Tapi Uti masih mengingat bagaimana beribadah dengan baik, Uti bahkan masih sering puasa, meski Nunung melarangnya. Nunung ingin memori-memori itu kembali, melihat Uti selalu lupa dengan apa yang dilakukannya sendiri membuat Nunung sangat iba padanya. Nunung sudah berkonsultasi dengan dokter mengenai hal ini. Tapi dokter bilang semua ini sulit, karena usia Uti yang sudah uzur. Berbagai vitamin dan obat herbal sudah dicoba agar kemunduran berpikir itu bisa lebih banyak dihambat, tapi hasilnya sampai saat ini masih nihil. Ingatan Uti makin banyak yang hilang, Uti sudah pikun.

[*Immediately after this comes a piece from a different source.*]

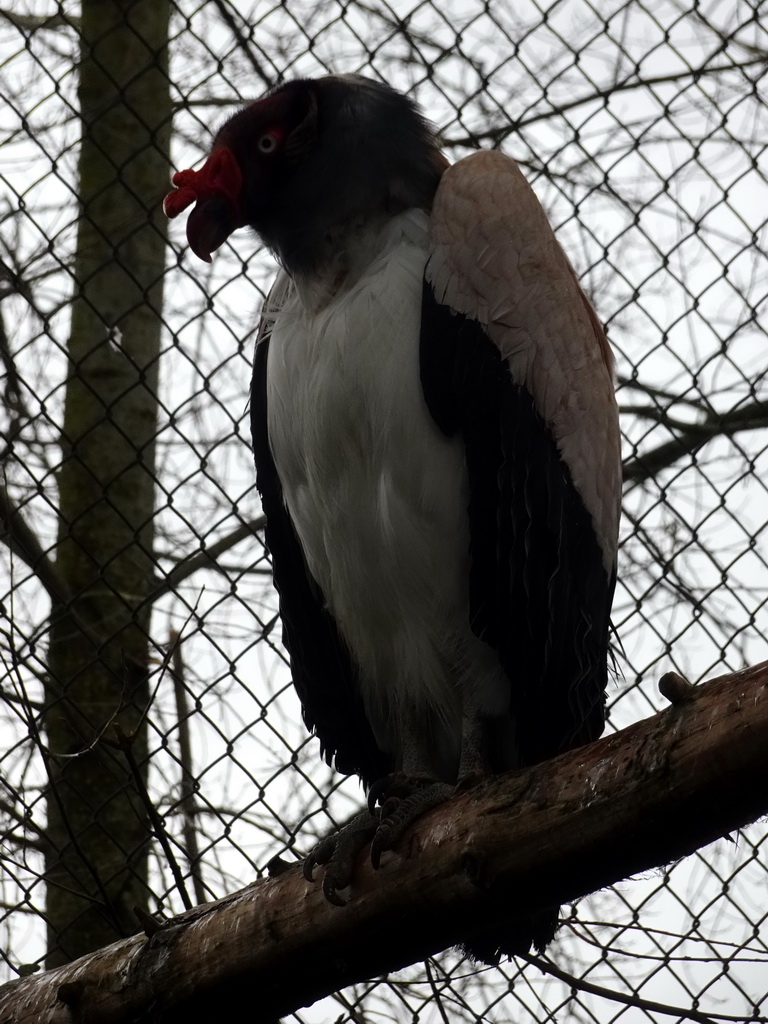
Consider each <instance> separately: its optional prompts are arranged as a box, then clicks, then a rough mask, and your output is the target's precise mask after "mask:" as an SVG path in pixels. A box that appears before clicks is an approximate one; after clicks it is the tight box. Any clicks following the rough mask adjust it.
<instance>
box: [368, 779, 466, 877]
mask: <svg viewBox="0 0 768 1024" xmlns="http://www.w3.org/2000/svg"><path fill="white" fill-rule="evenodd" d="M455 792H456V786H454V785H452V784H450V783H449V782H436V781H435V780H434V779H431V778H422V777H412V776H408V775H403V774H401V773H399V772H398V773H396V774H394V775H390V776H389V777H388V778H387V779H384V780H382V782H380V783H378V786H374V787H373V788H372V791H371V794H370V795H369V807H371V806H372V805H373V804H375V803H376V802H377V801H378V802H379V803H380V804H381V809H380V811H379V825H378V827H377V829H376V833H375V835H374V838H373V841H372V843H371V863H372V864H373V865H374V867H375V868H377V869H378V867H379V864H380V863H381V855H382V854H383V853H384V851H385V850H391V849H392V848H393V847H394V846H395V845H396V844H397V842H398V841H399V839H400V838H401V837H402V835H403V834H404V833H406V831H407V830H408V829H409V828H410V827H411V825H412V824H413V823H414V821H416V819H417V818H420V817H421V816H422V814H426V812H427V811H431V810H432V808H433V807H437V806H438V805H439V804H443V803H444V802H445V801H446V800H450V799H451V797H453V795H454V793H455Z"/></svg>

Hari ini Nunung berharap bisa menumbuhkan lagi ingatan Uti yang hilang, hari ini Uti ulang tahun yang ke 83. Nunung ingin semua keluarganya berkumpul dan merayakan ini. Sering-sering berkumpul, barangkali hal itu bakal menumbuhkan lagi sel ingatan Uti yang sudah melapuk. Dia sudah mengundang semuanya, dan mereka sudah bersedia untuk hadir di waktu yang ditentukan. Kalau dihitung, anak keturunan Uti saat ini berjumlah 42 orang, yang terkecil, anak sepupu Nunung, baru saja lahir empat bulan yang lalu. Seorang cicit perempuan yang cantik.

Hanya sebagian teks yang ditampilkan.